GitHub Copilot Will Train AI on Your Code Starting April — Opt Out or You Agreed

GitHub Copilot Will Train AI on Your Code Starting April — Opt Out or You Agreed

GitHub announced on March 25 that Copilot Free/Pro/Pro+ user interaction data will be used for AI model training by default. Here is how to opt out and what it actually means.

On March 25, a blog post quietly appeared on GitHub’s changelog. The title was polite — “Updates to our Privacy Statement and Terms of Service.” The content was less so. Starting April 24, interaction data from Copilot Free, Pro, and Pro+ users will be used to train AI models by default.

I first saw this through The Register’s coverage, and my honest first reaction was “well, that was inevitable.” Offering a free tier without using the data never quite made sense.

What Exactly Is Changing

The data types GitHub plans to collect are broader than you might expect:

  • Code snippets (both inputs and outputs)
  • Code suggestions accepted or modified by users
  • Code context surrounding the cursor position
  • Comments and documentation
  • File names and repository structure
  • Feature-specific interactions (Copilot Chat, inline suggestions, etc.)
  • Feedback on suggestions (👍/👎)

The key issue: this is opt-out by default. If you don’t actively disable it, you’ve agreed.

GitHub did clarify a few things:

  1. Business and Enterprise plans are unaffected — existing org-level policies remain intact
  2. Private repository source code at rest is not used for training — meaning the stored code itself isn’t a training input
  3. Data won’t be shared with third-party AI model providers — it’s for GitHub/Microsoft internal training only

Point 2 is a bit subtle. They say “at rest” code isn’t used, but the data generated when Copilot reads that code and generates suggestions is collected. So private code can still contribute indirectly to model training. That part personally makes me a little uneasy.

How to Opt Out

The process is straightforward:

  1. Log into GitHub
  2. Go to Settings → Copilot → Features
  3. Under the Privacy section, disable “Allow GitHub to use my data for AI model training”

If you previously opted out of data collection for product improvements, your preference is preserved. But if you’ve never touched this setting, it’ll be enabled by default starting April 24.

One caveat — if your personal account belongs to an Organization, this setting may not be visible depending on org policies. Check with your org admin.

Why This Matters (and Why It Might Not)

The case for concern:

Your code snippets entering the training pipeline means patterns from your code could surface in suggestions to other developers. If you’re working on proprietary algorithms or sensitive business logic, that’s worth thinking about. For developers working in private repos, “we don’t use your source code at rest” isn’t fully reassuring.

The case for calm:

Realistically, Copilot is already trained on billions of lines of public code. A few snippets from your interactions are statistically unlikely to have a meaningful impact on the model.
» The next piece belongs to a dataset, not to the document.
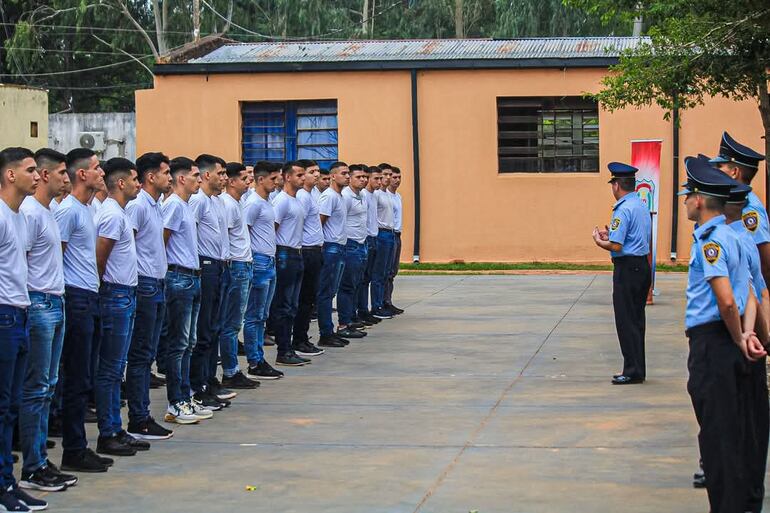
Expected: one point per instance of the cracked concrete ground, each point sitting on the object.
(491, 393)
And interaction-based training is about improving which suggestions are useful, which makes the tool better for everyone.

For my personal projects, I’m not going to opt out. I’m fine contributing to Copilot getting better. But for company code, I’ll absolutely be checking.

The Bigger Picture

This policy change isn’t unique to GitHub. The pattern of offering AI tools for free or cheap while using interaction data to improve models is becoming an industry standard. Google’s Gemini, Anthropic’s Claude — similar policies exist or are coming.

What makes this especially sensitive in the developer tools space is that code is intellectual property. Text conversations and code are fundamentally different in nature.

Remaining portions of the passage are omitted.